The Yen had its strongest weekly gain in over a year last week. This followed suspected interventions by the Japanese government to weaken the dollar and strengthen the Yen. These interventions aimed to prevent the Yen from reaching a new 34-year low.
Early Monday trading saw the Yen lose 0.43% to 153.62 per dollar. This comes after the dollar weakened further due to the jobs data.
Financial markets in mainland China were closed for most of last week. However, the offshore Yuan strengthened alongside the broad decline of the dollar. This decline followed signs of a cooling US jobs market, comments from Fed Chair Jerome Powell suggesting the Fed might ease rates, and interventions by Japan to strengthen the Yen.
Analysts believe that even though Japan spent a significant amount to support the Yen last week, it might only be a temporary solution. The market still sees the Yen as a weak currency.
Speculative traders are still heavily betting against the Yen.

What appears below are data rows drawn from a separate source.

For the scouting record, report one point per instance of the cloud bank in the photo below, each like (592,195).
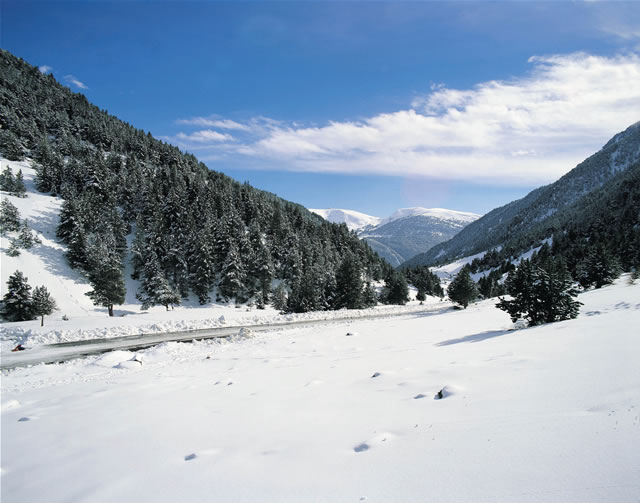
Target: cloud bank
(526,130)
(70,79)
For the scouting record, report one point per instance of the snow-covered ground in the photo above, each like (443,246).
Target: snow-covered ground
(78,319)
(343,413)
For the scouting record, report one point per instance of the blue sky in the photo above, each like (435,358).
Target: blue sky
(359,105)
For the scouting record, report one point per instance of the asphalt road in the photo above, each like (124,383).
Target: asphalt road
(55,353)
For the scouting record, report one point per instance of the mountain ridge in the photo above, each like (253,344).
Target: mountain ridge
(406,232)
(507,226)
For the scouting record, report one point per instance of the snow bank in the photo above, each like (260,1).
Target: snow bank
(548,413)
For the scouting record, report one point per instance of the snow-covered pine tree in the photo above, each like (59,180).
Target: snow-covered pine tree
(17,303)
(396,290)
(104,264)
(19,188)
(7,180)
(349,283)
(27,238)
(203,267)
(43,303)
(232,275)
(279,297)
(155,289)
(9,217)
(541,293)
(463,289)
(599,268)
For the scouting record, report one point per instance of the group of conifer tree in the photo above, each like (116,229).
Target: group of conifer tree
(193,231)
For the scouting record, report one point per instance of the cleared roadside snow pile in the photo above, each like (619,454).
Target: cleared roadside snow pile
(548,413)
(78,319)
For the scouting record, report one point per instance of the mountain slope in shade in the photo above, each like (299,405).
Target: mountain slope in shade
(406,232)
(353,219)
(510,225)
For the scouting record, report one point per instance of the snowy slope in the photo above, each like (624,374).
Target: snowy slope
(44,264)
(438,213)
(405,233)
(354,219)
(550,413)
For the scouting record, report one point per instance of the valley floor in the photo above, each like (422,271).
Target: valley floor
(343,413)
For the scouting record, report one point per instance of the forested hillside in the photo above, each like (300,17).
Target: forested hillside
(191,230)
(520,225)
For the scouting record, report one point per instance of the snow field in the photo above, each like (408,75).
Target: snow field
(549,413)
(46,265)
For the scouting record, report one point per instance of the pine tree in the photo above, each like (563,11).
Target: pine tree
(463,289)
(7,180)
(232,274)
(396,290)
(17,303)
(155,289)
(27,239)
(43,303)
(9,217)
(19,188)
(349,283)
(541,293)
(369,296)
(599,268)
(279,298)
(105,271)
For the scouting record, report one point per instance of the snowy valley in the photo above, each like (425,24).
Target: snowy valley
(346,412)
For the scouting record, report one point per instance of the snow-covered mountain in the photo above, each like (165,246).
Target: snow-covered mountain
(406,232)
(354,219)
(438,213)
(520,223)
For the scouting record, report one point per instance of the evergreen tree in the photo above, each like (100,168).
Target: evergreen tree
(7,180)
(599,268)
(369,296)
(43,303)
(155,289)
(27,239)
(105,271)
(396,290)
(19,188)
(541,293)
(17,303)
(9,217)
(13,184)
(279,298)
(463,289)
(10,145)
(232,274)
(349,284)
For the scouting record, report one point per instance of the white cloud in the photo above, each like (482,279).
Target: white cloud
(72,80)
(527,130)
(204,136)
(216,123)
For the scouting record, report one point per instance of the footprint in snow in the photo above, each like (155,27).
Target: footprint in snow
(361,447)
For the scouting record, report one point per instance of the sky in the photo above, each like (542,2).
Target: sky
(370,106)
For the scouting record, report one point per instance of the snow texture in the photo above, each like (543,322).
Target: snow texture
(549,413)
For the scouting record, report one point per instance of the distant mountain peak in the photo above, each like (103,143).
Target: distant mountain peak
(441,213)
(353,219)
(406,232)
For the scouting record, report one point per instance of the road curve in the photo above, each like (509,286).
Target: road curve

However, their bets have decreased slightly compared to recent highs.
While Japan can likely intervene more, the overall economic situation remains unfavorable for the Yen according to Goldman Sachs. They believe that interventions can only be successful to a limited extent.
The weak jobs report in the US showed slower-than-expected job growth and wage increases. This data has increased optimism that the Fed might be able to slow down the economy without causing a recession.

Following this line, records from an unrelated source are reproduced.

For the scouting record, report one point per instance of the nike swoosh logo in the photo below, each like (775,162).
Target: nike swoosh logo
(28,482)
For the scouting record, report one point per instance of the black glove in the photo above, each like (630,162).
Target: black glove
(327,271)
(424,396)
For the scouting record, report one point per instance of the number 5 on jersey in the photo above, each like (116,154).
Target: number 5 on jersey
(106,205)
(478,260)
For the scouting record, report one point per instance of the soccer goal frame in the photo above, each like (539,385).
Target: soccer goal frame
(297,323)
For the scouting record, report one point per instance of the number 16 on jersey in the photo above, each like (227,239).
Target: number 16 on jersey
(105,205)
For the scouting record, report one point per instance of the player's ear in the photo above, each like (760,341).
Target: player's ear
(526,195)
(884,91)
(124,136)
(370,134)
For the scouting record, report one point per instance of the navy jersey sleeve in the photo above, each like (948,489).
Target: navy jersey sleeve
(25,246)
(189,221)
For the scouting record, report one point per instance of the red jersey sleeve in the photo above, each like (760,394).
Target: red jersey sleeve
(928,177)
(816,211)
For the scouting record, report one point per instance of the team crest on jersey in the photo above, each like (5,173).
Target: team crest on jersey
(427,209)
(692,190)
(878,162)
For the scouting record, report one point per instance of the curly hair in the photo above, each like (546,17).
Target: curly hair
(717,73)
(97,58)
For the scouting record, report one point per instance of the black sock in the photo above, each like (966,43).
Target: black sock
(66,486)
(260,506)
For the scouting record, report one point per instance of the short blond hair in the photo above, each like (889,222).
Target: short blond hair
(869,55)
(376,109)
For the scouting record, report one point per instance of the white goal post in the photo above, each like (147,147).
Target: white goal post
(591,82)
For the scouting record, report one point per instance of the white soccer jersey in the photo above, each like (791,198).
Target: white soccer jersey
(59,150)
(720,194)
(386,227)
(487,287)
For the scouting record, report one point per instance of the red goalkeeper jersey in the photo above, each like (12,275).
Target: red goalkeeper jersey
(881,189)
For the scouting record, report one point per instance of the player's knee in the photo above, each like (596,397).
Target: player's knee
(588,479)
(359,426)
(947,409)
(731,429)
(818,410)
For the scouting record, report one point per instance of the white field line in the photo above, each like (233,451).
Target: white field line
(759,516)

Financial markets are now expecting the Fed to cut interest rates by 0.45% this year, with a cut in November almost certain.
The Fed kept interest rates unchanged as expected at their recent meeting. However, they indicated that they are still considering future rate cuts, even if they might happen later than initially anticipated.
Analysts at Citi believe that inflation might stay closer to 3% than the Fed’s target of 2% this year. However, they see some signs of a cool-down which could be enough for the Fed to justify a rate cut this summer. If the recent slowdown in job growth continues, the case for rate cuts becomes even stronger.
The dollar index, which measures the value of the US dollar against other major currencies, remained stable at around 105. The Euro and British Pound also saw small gains against the dollar.
Disclaimer: This article is for informational purposes only and should not be considered financial advice. The currency market is subject to rapid change and unforeseen factors. Before making any investment decisions, you should consult with a qualified financial professional who can advise you based on your individual circumstances.